MADISON, Wis. (AP) — A federal judge has dismissed two of three claims against a former Wisconsin police officer who killed three people of color in five years.

The families of Antonio Gonzales, Jay Anderson and Alvin Cole filed federal lawsuits in 2021 and 2022 against former Wauwatosa Police Officer Joseph Mensah and the city's police department, alleging that Mensah used excessive force and the department promotes racism. The lawsuits were consolidated in September 2022.

U.S. District Judge Lynn Adelman in Milwaukee dismissed the Gonzales and Anderson families' claims on Thursday, online court records show. He allowed the Cole case to continue, setting oral arguments for next month.

The families’ attorney, Kimberly Motley, said the Gonalzes family conceded last fall that they likely wouldn't win their case. Still, she plans to ask Adelman to reconsider dismissing the Anderson family's case.
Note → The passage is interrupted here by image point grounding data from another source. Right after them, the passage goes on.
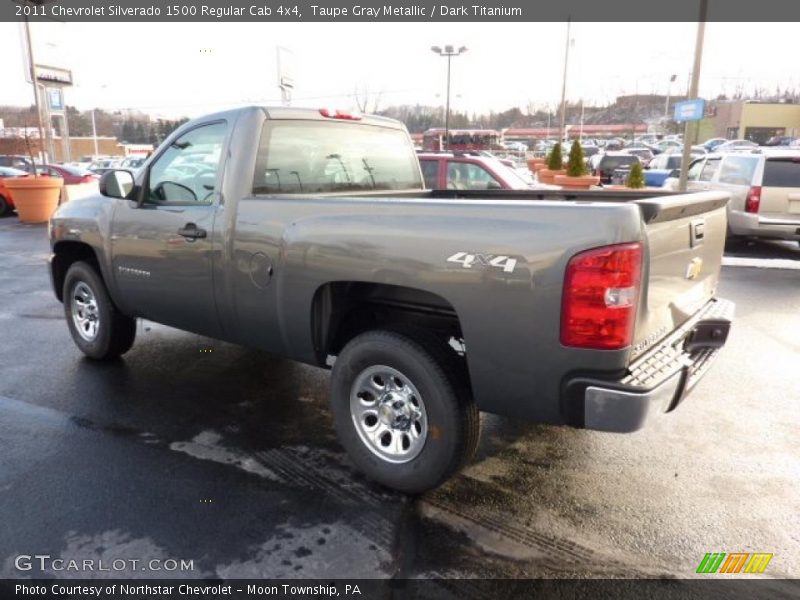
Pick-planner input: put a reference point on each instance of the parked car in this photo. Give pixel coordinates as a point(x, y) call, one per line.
point(428, 306)
point(446, 171)
point(662, 166)
point(667, 145)
point(71, 175)
point(104, 165)
point(6, 198)
point(764, 189)
point(779, 140)
point(133, 162)
point(603, 165)
point(645, 155)
point(517, 146)
point(736, 146)
point(711, 144)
Mensah shot Gonzales, 29, in 2015 after Gonzales approached him with a sword and refused to drop it, according to prosecutors. He shot Anderson in 2016 after he found Anderson, 25, sleeping in a car in a park after hours. Mensah said he opened fire when Anderson reached for a gun on the passenger seat. And he shot Cole, 17, during a foot chase outside a mall in 2020. Mensah said the teen fired first.

Mensah is Black. Anderson and Cole were Black and Gonzales identified as Indigenous.

Prosecutors chose not to charge Mensah in any of the incidents. Mensah resigned from the police department under pressure in 2020 and joined the Waukesha County Sheriff's Department.

Adelman said in a written order that Mensah warned Gonzales twice to drop the sword before opening fire.

As for Anderson, the judge said that squad-car footage showed him reaching toward the passenger seat twice before Mensah fired. Mensah radioed dispatch before the shooting to inform other officers Anderson had a gun and backup officers testified they found a gun on the seat, Adelman added.

Adelman acknowledged claims from Anderson's family that he was reaching for a cellphone. But he said the phone was next to the gun and there was no way Mensah could have known whether Anderson was reaching for the gun or something else.

The judge said he didn't need to address the racism claims because the excessive force claim failed.

Motley said she disagreed with the decision to dismiss Anderson's case, saying a jury should decide if he was trying to pick up the phone, the gun, or nothing at all. She said she planned to file a motion asking Adelman to reconsider his decision.